As far as bottlenecks, I haven't really hit any in the 10 years we've been using it. Any bottleneck pain points are really user induced. We had some initial system instability during our upgrade from v7 to v8, which was a significant platform architecture change. Those issues have now been resolved. Exasol has pretty good support.
Regarding the 200k values in a where clause, we have some users that will do research across published data source in Tableau. They will copy account IDs from one report and paste them into a filter in another. Our connections from Tableau to Exasol are live. Tableau doesn't have great guardrails on the SQL that gets issued to the database.
The concurrent query comes from a daily statistics table in Exasol. There is an average and max concurrency measure aggregated per day. I averaged the last 30 days. Exasol doesn't really explain their sampling methodology in their documentation: https://docs.exasol.com/db/latest/sql_references/system_tabl...
When I search for "high performance analytical database" in Bing, Ai summarized results are ClickHouse, Apache Druid, Singlestore, Couchbase, and Apache Pinot are considered among the best databases for real-time analytics due to their low query latency and high performance.
In Google, Ai summarized results are ClickHouse, StarRocks, Snowflake, and Google BigQuery.
Clickhouse is there in both of them and Exasol is not mentioned. If these claims were relevant, why is it not in the limelight?
Clickhouse is known to ingest and analyze massive volumes of time-series data in real-time. How good is Exasol for this use case?
You need to look at use-case alignment as well as performance.
Apache Pinot, Druid and Clickhouse are designed for low-latency analytical queries at high concurrency with continuous ingestion. Pinot is popular because of it's native integration with streaming systems like Kafka, varied indexing, and it's ability to scale efficiently. They're widely used in observability and user-facing analytics – which are how “real-time analytics databases” are commonly perceived today.
Exasol (and SingleStore, Snowflake, BigQuery, etc) are more focused on enterprise BI and complex SQL analytics rather than application serving, or ultra-high ingest workloads. It performs well for structured analytical queries and joins, but it’s less commonly deployed with the user-facing analytics or high volume usage.
In case you have a single table with time-series data, then Clickhouse will perform typically better. It's very much optimized for this type of use cases.
Once you are joining tables and having more advanced analytics, than Exasol will easily outperform it.

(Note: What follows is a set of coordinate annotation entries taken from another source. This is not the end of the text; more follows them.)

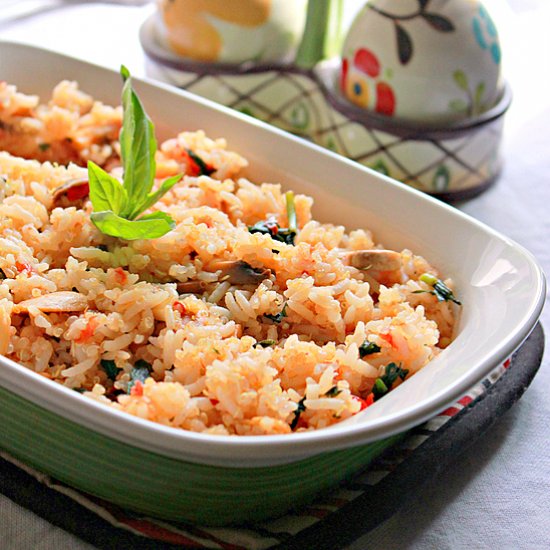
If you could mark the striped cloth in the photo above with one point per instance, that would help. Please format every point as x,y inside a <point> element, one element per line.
<point>282,531</point>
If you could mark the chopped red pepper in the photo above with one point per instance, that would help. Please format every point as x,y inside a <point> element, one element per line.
<point>88,332</point>
<point>179,307</point>
<point>137,389</point>
<point>387,337</point>
<point>25,267</point>
<point>78,192</point>
<point>364,402</point>
<point>120,276</point>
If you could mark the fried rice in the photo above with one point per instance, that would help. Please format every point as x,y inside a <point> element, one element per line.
<point>210,328</point>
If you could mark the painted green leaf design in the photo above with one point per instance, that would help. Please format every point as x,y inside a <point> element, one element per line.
<point>480,91</point>
<point>404,44</point>
<point>299,117</point>
<point>458,105</point>
<point>438,22</point>
<point>461,79</point>
<point>441,179</point>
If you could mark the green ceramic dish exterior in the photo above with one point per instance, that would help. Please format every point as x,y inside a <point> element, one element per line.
<point>164,487</point>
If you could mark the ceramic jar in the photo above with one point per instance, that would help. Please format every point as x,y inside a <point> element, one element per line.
<point>232,32</point>
<point>427,61</point>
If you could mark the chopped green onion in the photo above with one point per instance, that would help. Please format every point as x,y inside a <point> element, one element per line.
<point>440,290</point>
<point>141,371</point>
<point>204,169</point>
<point>110,368</point>
<point>278,317</point>
<point>383,384</point>
<point>300,408</point>
<point>368,348</point>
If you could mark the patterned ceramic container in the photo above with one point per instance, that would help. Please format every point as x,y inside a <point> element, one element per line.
<point>430,61</point>
<point>231,32</point>
<point>451,161</point>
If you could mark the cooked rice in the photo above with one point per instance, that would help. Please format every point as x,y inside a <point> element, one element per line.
<point>207,372</point>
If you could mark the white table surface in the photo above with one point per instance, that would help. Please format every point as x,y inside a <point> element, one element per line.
<point>497,495</point>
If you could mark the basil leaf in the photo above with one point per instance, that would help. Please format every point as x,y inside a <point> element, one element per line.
<point>137,147</point>
<point>106,192</point>
<point>165,186</point>
<point>158,216</point>
<point>149,227</point>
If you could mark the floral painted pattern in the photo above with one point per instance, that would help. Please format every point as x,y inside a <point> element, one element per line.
<point>485,33</point>
<point>473,102</point>
<point>362,85</point>
<point>404,41</point>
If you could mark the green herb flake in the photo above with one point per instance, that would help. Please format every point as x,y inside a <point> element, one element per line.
<point>141,371</point>
<point>333,392</point>
<point>440,290</point>
<point>110,368</point>
<point>383,384</point>
<point>368,348</point>
<point>300,408</point>
<point>274,230</point>
<point>204,169</point>
<point>118,207</point>
<point>278,317</point>
<point>265,343</point>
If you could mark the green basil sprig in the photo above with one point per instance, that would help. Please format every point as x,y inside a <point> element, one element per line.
<point>118,207</point>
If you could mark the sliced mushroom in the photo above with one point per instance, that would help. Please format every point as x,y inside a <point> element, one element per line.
<point>71,193</point>
<point>192,287</point>
<point>238,272</point>
<point>375,260</point>
<point>55,302</point>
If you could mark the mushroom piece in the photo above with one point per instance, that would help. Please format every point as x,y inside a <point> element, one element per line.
<point>239,272</point>
<point>375,259</point>
<point>191,287</point>
<point>55,302</point>
<point>72,192</point>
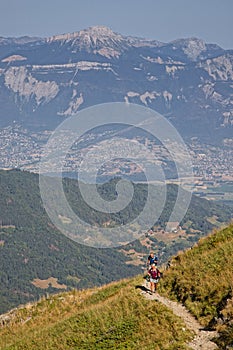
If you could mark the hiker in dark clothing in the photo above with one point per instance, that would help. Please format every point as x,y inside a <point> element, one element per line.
<point>152,259</point>
<point>154,274</point>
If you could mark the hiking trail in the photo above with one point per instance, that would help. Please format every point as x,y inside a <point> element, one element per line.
<point>202,339</point>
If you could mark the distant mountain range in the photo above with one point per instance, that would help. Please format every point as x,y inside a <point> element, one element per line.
<point>43,81</point>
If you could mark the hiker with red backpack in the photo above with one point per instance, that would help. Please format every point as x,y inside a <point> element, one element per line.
<point>152,259</point>
<point>154,275</point>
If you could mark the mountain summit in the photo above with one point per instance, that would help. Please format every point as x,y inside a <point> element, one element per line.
<point>186,80</point>
<point>99,39</point>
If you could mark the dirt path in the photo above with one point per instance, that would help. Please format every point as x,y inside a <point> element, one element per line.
<point>202,339</point>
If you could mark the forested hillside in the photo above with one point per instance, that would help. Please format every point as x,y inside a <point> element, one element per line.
<point>36,259</point>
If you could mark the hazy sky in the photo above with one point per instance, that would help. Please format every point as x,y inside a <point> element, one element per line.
<point>164,20</point>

Exasol has been performance leader for more than 15 years in the market, as you can see in the official TPC-H publications, but has not gotten the broader market attention yet. We are trying to change that now and have recently been more active in the developer communities. We also just launched a completely free Exasol Personal edition that can be used for production use cases.
This is the article I wish existed when we were evaluating platforms. "Reliability under realistic conditions is the first scalability constraint". Speed means nothing if queries don't finish.
Traditional database benchmarks focus on throughput and latency – how many queries per second can be processed, how execution time changes as hardware resources increase. This benchmark revealed something different: reliability under realistic conditions is the first scalability constraint.
From my experience, planning is often the first headache I have to deal with (join order, hash sizing, operator choice), before concurrency and memory even come into play.
How you actually interpret what you're seeing here? does it look like more like optimizer fragility (plans that assume ideal memory conditions) or more like runtime memory management limits (good plans, but no adaptive behavior under pressure)?
I think the issue in the tests was the lack of a proper resource management of Clickhouse that led to queries failing under pressure. Although I have to admit that the level of pressure was minimal. Just a few concurrent users shouldn't be considered pressure. Also, having far more RAM than the whole database size means very little pressure. And the schema model is quite simple, just two fact tables and a few dimension tables.
Any database should be able to handle 100 concurrent queries robustly, even if this means to slow down the execution of queries.
TPC-H benchmarks are what convinced us to purchase Exasol 10 years ago. Still happy with that decision! Congrats to the Exasol team on these results vs ClickHouse.